The Uttar Pradesh government will add more than 8,500 megawatts (Mw) new thermal power capacity in the public sector by 2022.
The fresh capacity will consist of greenfield thermal power units totalling 1,980 Mw each in 2019 and 2020, and 3,960 Mw and 660 Mw in 2021 and 2022, respectively.
According to UP energy minister Shrikant Sharma, the thermal plants would augment government sector generation capacity by 8,580 Mw and help the state meet its energy supply commitments, apart form catering to incremental power demand.
The capacities are lined up at Meja (Allahabad/Prayagraj), Harduaganj (Aligarh), Ghatampur (Kanpur City), Obra (Sonbhadra), Jawaharpur (Etah) and Panki (Kanpur) thermal power projects in the state.
The Adityanath government is working on a two-pronged strategy to not only raise power generation capacity and plant load factor (PLF), but also to reduce the cost of production for greater commercial viability of plants, thereby offering lower tariffs to consumers.
Sharma said public sector thermal power plants’ load factor had risen by about nine per cent to almost 79 per cent, while generation cost had come down by 38 paise, from Rs 3.49 per unit in 2017-18 to Rs 3.11 in 2018-19, helping state power utility UP Power Corporation Limited (UPPCL) save Rs 933 crore.
Net power supply in UP has attained a record high of 438 million units a day, which has helped the state government ensure adequate electricity availability for consumers, with the peak demand touching 22,500 mw.
Earlier, the rise in oil and coal prices and competition emanating from the ‘merit order dispatch’ system for thermal plants, UP Utpadan Nigam had already drawn a strategic roadmap to improve the functioning of its units against several parameters, including PLF, auxiliary consumption, oil and coal consumption, and heat rate so as to pare the cost of thermal generation during 2018-19.
Merit order dispatch is a mechanism of ranking available energy sources, especially electrical, based on ascending order of price together with the amount of energy that will be generated, giving advantage to lower cost of production and higher PLF.
Currently, the total installed capacity of thermal power plants run by the Nigam is more than 5,500 Mw at Harduaganj, Pariccha, Obra and Anpara. The private sector power plants have additional installed capacity of nearly 6,360 Mw at Anpara, Roja, Bara and Lalitpur.
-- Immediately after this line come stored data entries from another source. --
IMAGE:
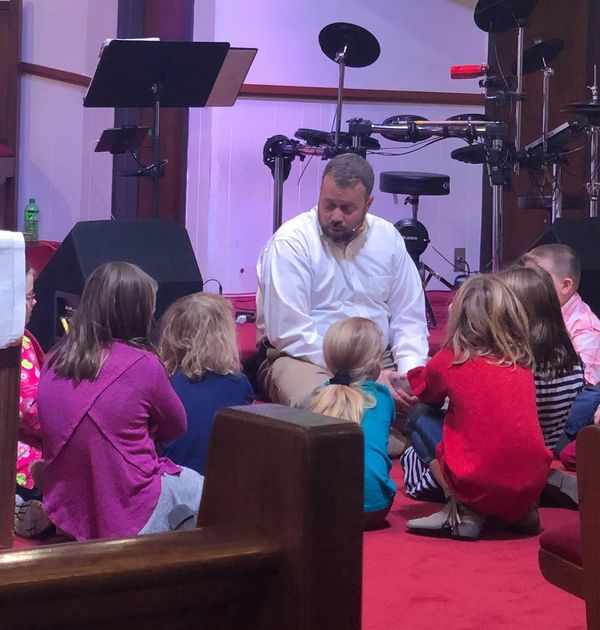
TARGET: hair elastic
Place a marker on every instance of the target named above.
(341, 378)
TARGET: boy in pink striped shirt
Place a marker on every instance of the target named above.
(562, 263)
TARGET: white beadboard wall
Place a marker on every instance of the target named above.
(230, 191)
(57, 163)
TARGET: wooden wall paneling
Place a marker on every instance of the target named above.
(10, 50)
(550, 19)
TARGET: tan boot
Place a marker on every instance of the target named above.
(454, 519)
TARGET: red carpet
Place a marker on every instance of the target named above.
(414, 582)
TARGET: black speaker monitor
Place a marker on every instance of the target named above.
(583, 235)
(161, 248)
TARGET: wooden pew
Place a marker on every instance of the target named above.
(570, 557)
(279, 543)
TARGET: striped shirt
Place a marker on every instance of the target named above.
(554, 399)
(584, 330)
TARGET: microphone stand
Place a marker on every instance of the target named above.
(340, 58)
(593, 187)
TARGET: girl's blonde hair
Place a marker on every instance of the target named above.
(487, 320)
(198, 336)
(352, 349)
(553, 351)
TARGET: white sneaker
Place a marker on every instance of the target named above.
(30, 518)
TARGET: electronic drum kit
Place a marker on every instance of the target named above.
(487, 141)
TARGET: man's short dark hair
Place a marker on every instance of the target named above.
(348, 170)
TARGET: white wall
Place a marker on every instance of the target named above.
(57, 162)
(229, 209)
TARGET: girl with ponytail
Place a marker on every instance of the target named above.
(352, 349)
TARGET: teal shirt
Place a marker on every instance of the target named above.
(379, 487)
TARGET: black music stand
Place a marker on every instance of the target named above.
(142, 73)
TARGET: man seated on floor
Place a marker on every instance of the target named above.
(332, 262)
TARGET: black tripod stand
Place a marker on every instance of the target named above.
(414, 233)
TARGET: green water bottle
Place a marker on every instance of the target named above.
(31, 230)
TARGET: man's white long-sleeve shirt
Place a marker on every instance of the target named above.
(307, 283)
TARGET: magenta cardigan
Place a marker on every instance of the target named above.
(102, 476)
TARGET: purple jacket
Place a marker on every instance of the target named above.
(102, 476)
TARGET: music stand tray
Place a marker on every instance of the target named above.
(122, 139)
(143, 73)
(130, 72)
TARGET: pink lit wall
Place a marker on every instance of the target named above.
(229, 209)
(57, 162)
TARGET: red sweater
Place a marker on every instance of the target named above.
(492, 452)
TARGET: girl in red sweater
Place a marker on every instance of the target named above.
(490, 459)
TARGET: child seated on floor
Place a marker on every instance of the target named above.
(199, 348)
(352, 350)
(558, 370)
(30, 519)
(563, 265)
(103, 398)
(486, 453)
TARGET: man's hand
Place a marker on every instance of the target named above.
(399, 389)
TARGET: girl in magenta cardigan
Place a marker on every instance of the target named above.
(103, 399)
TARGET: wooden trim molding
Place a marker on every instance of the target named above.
(293, 92)
(62, 76)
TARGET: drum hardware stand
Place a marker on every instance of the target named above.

However, net generation by these public and private sector plants is only about 12,000 Mw, while UP gets nearly 7,000 Mw from the central sector. The state imports power from other sources, including energy exchange and bilateral agreements, which currently stands at about 3,000 Mw. This way, UP was able to supply nearly 22,000 mw of power in the summer/monsoon season.